Weltenbau: ein Blick hinter die Kulissen

Ich muss keinen Weltenbau betreiben – die Welt ist ja schon da!

So möchte man zumindest meinen. Weltenbau assoziiere ich immer mit High Fantasy. Mit Tolkien und wie er alle elbischen und zwergischen Sprachen entwickelt hatte, bevor er auch nur eine einzige Zeile am Herr der Ringe schrieb. „Die Geschichten sind eher entstanden, um den Sprachen eine Welt zur Verfügung zu stellen, als umgekehrt“, wie er selbst sagte. Detaillierte Karten, Historie, Stammbäume, Mythologie, Schöpfungsgeschichte, Magieregeln … Das alles überlasse ich bislang mit Freuden anderen, denn ich finde das sehr, sehr einschüchternd. Dazu kommt, dass ich ein „Plantser“ bin, also bis auf einen groben Ablauf wenig plane und Recherche und Charakterentwicklung neben dem Schreiben selbst laufen lasse. Das stelle ich mir für ein High Fantasy Setting desaströs vor. Ich schließe nicht aus, mich jemals daran zu versuchen, aber definitiv nicht in absehbarer Zeit.

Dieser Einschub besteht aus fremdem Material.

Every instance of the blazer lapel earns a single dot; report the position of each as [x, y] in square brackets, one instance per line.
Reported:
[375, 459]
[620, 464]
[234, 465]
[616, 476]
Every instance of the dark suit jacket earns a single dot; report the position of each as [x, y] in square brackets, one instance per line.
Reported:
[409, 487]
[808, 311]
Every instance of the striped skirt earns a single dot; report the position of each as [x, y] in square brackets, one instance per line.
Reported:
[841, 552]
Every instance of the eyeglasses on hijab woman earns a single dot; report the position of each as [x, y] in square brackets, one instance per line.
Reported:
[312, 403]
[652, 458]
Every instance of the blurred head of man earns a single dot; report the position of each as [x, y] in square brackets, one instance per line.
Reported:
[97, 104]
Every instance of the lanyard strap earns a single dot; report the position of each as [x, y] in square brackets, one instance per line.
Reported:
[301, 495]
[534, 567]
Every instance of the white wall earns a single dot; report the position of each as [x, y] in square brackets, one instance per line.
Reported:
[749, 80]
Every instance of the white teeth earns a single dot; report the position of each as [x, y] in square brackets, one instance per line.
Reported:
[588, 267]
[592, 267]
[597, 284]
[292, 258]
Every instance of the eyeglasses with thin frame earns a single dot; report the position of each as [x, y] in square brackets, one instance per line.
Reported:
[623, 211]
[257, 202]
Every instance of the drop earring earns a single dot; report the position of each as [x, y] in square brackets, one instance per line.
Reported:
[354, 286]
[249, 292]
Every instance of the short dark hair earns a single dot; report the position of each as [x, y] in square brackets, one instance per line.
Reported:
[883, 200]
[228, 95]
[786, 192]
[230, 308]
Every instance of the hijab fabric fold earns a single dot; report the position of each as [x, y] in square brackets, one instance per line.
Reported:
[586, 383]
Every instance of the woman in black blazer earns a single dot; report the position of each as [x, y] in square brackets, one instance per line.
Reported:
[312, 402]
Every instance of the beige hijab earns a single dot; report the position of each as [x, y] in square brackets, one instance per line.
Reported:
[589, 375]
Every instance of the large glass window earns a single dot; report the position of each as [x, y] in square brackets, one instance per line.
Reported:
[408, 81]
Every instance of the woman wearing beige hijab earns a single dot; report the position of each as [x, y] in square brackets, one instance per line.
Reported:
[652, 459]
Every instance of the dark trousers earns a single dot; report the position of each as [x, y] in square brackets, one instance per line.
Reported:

Warum also dieser Beitrag?

Unlängst fragte Justine Pust bei ihrer Instagram-Aktion #Autor_innensonntag, bei der ich ganz gern mitmache, nach Weltenbau. Erst dachte ich, ich habe ein freies Wochenende. Doch dann begann ich zu überlegen und stellte fest, dass ich auch beim Abbilden der „Realität“ einige Regeln für meine Welt festlege. Für eine runde, realistische Darstellung lohnt es sich, genauser hinzusehen, ob es um Regionalkrimi geht, Katzenroman oder Urban Fantasy. Details zu hinterfragen, die einem selbstverständlich erscheinen. Und plötzlich wird die scheinbar einfache Variante, „nur“ mit unserer Welt zu arbeiten, sehr komplex.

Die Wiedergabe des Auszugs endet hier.